The pendant will go on display from November at Shrewsbury museum and art gallery, near where it was found. It will be displayed in the British Museum in London next year along with other bronze age treasures. It is covered with geometric designs and is hollow: it seems that it had contents which are currently being analyzed by experts at the British Museum and which will be revealed in due course.
The bulla, which measures 3.6cm by 4.7cm, bears a resemblance to Bronze Age decoration found on pieces of jewellery and bigger items such as the Trundholm Sun Chariot, now on display in Copenhagen. This was found in September 1902 during ploughing in the former bog of the Trundholm Mose in northwestern Zealand. A farmer spotted the beautiful horse lying in the mud and thought he had found an old toy. He brought it inside for his children but then realized that it was not a toy and got in touch with the National Museum of Denmark.

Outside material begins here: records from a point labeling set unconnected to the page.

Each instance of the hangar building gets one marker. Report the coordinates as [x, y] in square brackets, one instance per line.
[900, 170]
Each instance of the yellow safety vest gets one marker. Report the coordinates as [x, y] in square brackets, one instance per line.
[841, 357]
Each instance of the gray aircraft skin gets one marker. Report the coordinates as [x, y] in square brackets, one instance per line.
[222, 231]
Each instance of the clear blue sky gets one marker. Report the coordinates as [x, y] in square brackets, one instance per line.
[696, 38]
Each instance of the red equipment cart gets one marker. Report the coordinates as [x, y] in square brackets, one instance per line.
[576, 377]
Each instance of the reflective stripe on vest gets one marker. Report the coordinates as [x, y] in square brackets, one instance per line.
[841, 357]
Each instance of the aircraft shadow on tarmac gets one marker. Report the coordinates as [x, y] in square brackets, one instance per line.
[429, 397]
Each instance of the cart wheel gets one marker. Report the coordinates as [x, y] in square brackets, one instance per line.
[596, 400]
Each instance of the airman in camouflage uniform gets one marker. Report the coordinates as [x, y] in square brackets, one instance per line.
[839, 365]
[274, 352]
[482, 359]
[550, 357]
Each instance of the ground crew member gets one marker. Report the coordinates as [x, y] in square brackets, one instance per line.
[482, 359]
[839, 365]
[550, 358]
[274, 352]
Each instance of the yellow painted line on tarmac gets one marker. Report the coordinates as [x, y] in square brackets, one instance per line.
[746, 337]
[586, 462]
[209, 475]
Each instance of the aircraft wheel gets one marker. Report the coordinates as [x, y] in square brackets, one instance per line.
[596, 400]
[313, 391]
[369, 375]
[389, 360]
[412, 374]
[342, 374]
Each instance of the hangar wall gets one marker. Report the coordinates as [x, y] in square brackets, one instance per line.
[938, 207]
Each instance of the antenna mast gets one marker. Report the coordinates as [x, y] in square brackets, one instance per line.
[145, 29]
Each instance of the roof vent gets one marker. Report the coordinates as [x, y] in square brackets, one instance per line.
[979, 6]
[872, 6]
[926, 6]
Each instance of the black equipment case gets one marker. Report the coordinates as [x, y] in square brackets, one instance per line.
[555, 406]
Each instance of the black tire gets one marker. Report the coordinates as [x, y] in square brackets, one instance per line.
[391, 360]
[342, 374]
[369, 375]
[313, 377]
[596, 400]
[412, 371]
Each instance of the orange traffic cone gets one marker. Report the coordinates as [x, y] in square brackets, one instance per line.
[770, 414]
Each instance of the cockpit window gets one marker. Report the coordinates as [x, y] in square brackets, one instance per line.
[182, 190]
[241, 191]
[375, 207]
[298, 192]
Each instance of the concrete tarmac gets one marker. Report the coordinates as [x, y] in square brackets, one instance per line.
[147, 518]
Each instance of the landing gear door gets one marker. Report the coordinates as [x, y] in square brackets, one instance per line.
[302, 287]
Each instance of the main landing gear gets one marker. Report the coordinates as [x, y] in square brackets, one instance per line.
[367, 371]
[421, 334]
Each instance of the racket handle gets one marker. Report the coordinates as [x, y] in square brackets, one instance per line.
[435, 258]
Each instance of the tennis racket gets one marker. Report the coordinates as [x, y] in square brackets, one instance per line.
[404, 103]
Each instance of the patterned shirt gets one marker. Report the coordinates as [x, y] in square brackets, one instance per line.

The Sun Chariot dates from the Early Bronze Age, in around 1400 BC and illustrates the idea that the sun was drawn on its eternal journey by a divine horse. An image of the sun and a horse were placed on wheels to symbolize the motion of the sun.The sun image appears in other places in Scandinavia, for instance in rock art and on little bronze objects. Razors are an example of these. Other mythological beings also carry the sun and not just horses: fish, ships, snakes and aquatic birds are also shown.
Nordic traditions from the 13th century onwards mention solar voyages, but seem from the prevalence of these images to be much older. The Nordic sun goddess Sól, for example, journeys through the sky in a chariot pulled by two horses.As with finds in the British landscape, Bronze Age Scandinavian inhabitants threw important items into lakes, pools and bogs. This is fortunate for us, as many of these items have thus become preserved. The Shropshire solar disc would not initially appear to fall into this category, since it was discovered in a field, but experts believe that the area in which it was found was watery and boggy in nature back in the Bronze Age. It is in excellent condition.
Another pendant, apparently similar, was found in the 1700s near Manchester and recorded in 1806, but has since been lost. Hartwig Fischer, director of the British Museum, said: “I am also personally delighted that the first public display of the object will be in Shropshire. This loan represents the start of a long-term partnership with our colleagues at Shrewsbury Museum and Art Gallery and will broaden our links with museum partners in the region.”
Fay Bailey, manager of Shropshire Museums, adds: “The Shropshire Marches Bulla is an unparalleled find of international significance. The discovery of this exceptional object and associated finds helps to deepen our understanding of Bronze Age Britain and confirms that Shropshire has an important story to tell.We are delighted to have the opportunity to establish a long-term partnership with colleagues from the British Museum whose commitment to our region will be invaluable as we redisplay our galleries and set prehistoric Shropshire in a wider, national context.”